Yannopoulos is undeterred by the Prague results. “You have to decide what’s more important: your survival rate” — what is often used in studies and by institutions to justify support for a program — “or the number of patients you actually save.” Because its program is now well established, Yannopoulos’s team is starting to treat patients with less promising rhythms, even though that may drive down its overall survival rate. Jan Belohlavek, who led the Prague study, will also continue to push the application of ECPR. “We’ve reached a roof with the interventions we do have for cardiac arrest at the moment,” he says. “Except for ECPR.”

Yannopoulos wonders if, in a decade or perhaps less, ECPR science will still require the same specially trained teams using the same high-tech equipment — at least before patients get to the hospital. Instead, he imagines small cannulas that will be easy to place in the patient’s neck and attached to compact, simple machines that provide some blood flow to the brain. In his vision, which he is currently working to realize, medics could be trained to start people on this, and then doctors could transition them to regular ECMO once they reach the hospital. If the brain is protected, the rest of the body can eventually recover.

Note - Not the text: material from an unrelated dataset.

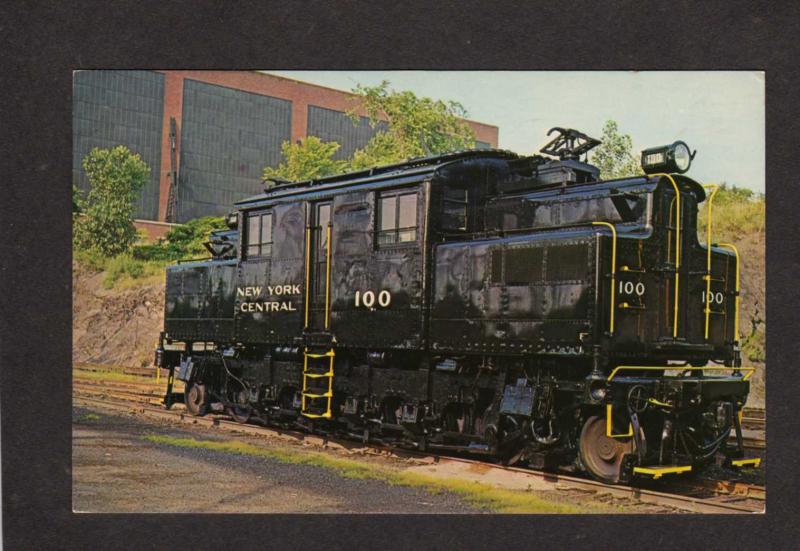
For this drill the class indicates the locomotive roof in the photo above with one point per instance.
(413, 169)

In the meantime, for much of Minnesota’s population, ECPR is becoming the standard treatment for cardiac arrest. And sooner or later, protocols elsewhere will evolve, too.

“There is this idea that people in cardiac arrest, you cannot harm them,” Yannopoulos says. For some doctors, that means cycling relentlessly through chest compressions and medications, so they feel as if they did everything they could. For others, it means briefly going through the motions, so they feel as if they did something. And for still others, it has always seemed kindest to do nothing at all, to let their patients die peacefully. Because almost none of them lived — no matter what the doctors did. “But now we know what is possible,” Yannopoulos says. “So if you’re not achieving that, then you are harming them in a way, right?”